Space Needle to get a $100M facelift with better views, floor-to-ceiling glass

This rendering shows a cross-section of the tophouse of the Space Needle. It shows such renovations as exterior glass barriers and additional doors and stairways. (Rendering courtesy of Olson Kundig)

SEATTLE -- The Space Needle promises better views and floor-to-ceiling glass on the interior and exterior in the third renovation in the 55-year-old landmark's history.

This $100 million renovation, known as the Century Project, will also include a restaurant with a rotating glass floor. The renovation was announced Monday.

“I believe we’ll look back at this as a pivotal moment in the history of the Space Needle,” said Jeff Wright, chairman, Space Needle LLC., said in a news release. “This project both connects us back to our roots, to the vision that my father and his partners had when they built the Space Needle in 1962, and guides us forward into the future for generations to enjoy.”

The project includes design firm Olson Kundig led by design principal, Alan Maskin, and project architect, Blair Payson.

The Space Needle said the team worked with the the City of Seattle Landmarks Preservation Board, local architecture historians and preservationists, a surviving original Space Needle structural engineer and the community" to be consistent with the original design intent and respect the character-defining features of the Space Needle."

The Space Needle says among the key features of the renovation are :

  • New glass structural barriers will replace the wire safety “caging” on the outer open-air observation deck.
  • The new exterior glass barriers will match the flow of the building, dipping outward at a small angle, offering a seamless sight line.
  • Sleek, canted glass benches will be affixed to alternating glass barriers on the outer open-air observation deck.
  • In the interior, floor-to-ceiling glass will take the place of low-level exterior walls creating uninhibited views from the moment guests step off the elevator.
  • In the interior, a dramatic new open circular stairway made of steel, wood, and glass will wind down from the observation deck to the restaurant level.
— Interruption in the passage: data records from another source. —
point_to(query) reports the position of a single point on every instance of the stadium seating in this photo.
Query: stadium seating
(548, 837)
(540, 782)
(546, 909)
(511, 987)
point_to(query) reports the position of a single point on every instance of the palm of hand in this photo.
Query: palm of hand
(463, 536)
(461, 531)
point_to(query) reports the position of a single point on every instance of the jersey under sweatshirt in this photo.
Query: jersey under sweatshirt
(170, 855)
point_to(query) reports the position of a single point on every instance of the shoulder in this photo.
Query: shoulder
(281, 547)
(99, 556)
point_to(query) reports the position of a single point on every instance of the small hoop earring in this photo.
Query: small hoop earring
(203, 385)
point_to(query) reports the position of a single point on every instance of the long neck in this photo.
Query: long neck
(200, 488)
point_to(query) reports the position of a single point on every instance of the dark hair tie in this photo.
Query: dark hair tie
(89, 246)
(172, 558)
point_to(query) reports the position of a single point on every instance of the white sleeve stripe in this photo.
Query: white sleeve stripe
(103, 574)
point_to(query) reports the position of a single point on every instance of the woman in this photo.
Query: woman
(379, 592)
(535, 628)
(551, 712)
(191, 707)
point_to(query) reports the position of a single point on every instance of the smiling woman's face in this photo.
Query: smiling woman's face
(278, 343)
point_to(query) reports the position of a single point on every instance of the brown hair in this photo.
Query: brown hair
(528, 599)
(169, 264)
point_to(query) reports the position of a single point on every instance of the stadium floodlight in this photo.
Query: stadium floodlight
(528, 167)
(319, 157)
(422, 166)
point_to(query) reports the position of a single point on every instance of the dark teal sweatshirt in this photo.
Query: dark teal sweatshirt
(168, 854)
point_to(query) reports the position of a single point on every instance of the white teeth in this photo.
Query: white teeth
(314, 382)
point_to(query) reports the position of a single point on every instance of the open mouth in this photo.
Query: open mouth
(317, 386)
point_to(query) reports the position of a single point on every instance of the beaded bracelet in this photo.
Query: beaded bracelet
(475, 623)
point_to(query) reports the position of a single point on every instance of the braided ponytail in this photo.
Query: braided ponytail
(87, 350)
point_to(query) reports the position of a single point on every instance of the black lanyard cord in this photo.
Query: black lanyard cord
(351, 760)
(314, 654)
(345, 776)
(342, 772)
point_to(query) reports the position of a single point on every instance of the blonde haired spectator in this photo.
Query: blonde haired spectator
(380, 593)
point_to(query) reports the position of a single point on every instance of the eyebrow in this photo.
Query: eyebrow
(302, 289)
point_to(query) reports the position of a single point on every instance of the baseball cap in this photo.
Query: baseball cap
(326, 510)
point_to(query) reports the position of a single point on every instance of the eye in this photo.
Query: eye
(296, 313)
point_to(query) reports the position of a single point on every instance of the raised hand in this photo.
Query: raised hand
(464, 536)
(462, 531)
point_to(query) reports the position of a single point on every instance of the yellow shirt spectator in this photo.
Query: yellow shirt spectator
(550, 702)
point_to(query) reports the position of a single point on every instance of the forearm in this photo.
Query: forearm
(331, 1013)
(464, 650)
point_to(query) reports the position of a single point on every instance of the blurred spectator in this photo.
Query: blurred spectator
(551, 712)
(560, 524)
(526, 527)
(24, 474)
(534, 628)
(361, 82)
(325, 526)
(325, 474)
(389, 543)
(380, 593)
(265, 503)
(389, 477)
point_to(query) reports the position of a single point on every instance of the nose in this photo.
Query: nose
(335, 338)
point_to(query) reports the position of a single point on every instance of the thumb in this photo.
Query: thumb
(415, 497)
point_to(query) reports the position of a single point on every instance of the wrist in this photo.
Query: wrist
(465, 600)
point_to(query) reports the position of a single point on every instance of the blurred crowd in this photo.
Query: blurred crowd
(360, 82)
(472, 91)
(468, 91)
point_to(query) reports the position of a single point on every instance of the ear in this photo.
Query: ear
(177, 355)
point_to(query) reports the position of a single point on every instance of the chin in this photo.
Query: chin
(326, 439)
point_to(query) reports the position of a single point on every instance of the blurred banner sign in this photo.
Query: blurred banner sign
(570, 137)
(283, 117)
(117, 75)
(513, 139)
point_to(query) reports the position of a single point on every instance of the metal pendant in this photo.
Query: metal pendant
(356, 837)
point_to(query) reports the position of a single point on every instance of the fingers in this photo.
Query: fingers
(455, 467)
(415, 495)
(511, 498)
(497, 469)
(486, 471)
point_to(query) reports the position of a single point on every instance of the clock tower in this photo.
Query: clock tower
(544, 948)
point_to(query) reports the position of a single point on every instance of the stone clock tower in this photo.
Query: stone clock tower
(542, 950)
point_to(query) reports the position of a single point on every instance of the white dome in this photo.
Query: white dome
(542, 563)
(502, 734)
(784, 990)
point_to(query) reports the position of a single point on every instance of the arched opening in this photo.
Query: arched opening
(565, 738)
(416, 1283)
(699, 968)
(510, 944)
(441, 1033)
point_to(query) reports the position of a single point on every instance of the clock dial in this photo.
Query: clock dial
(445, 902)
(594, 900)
At the base of the new open stairway will be a glass-floored oculus revealing views of the Space Needle’s steel superstructure, as well as the elevators and counterweights ascending and descending.
  • The restaurant level will also feature floor-to-ceiling glass and will upgrade its original rotating floor to one of glass, creating an awe-inspiring new view — a look down to the Space Needle’s structure itself, the mechanics of the rotating floor, and the sprawling Seattle Center campus below.
  • On the observation deck, there will be improved accessibility with a custom-designed, state-of-the-art ADA lift and improved access with the addition of double-sized doors and wide stairways allowing for a more gracious, crowd-friendly ingress and egress to the outer deck.

Work by Hoffman Construction Co. and Seneca Group will start in September, though some initial work will be done this summer. The initial phase of construction is expected to end by June 2018. Later phases of the project will include completion of the restaurant and lounge, updated and repainting the needle.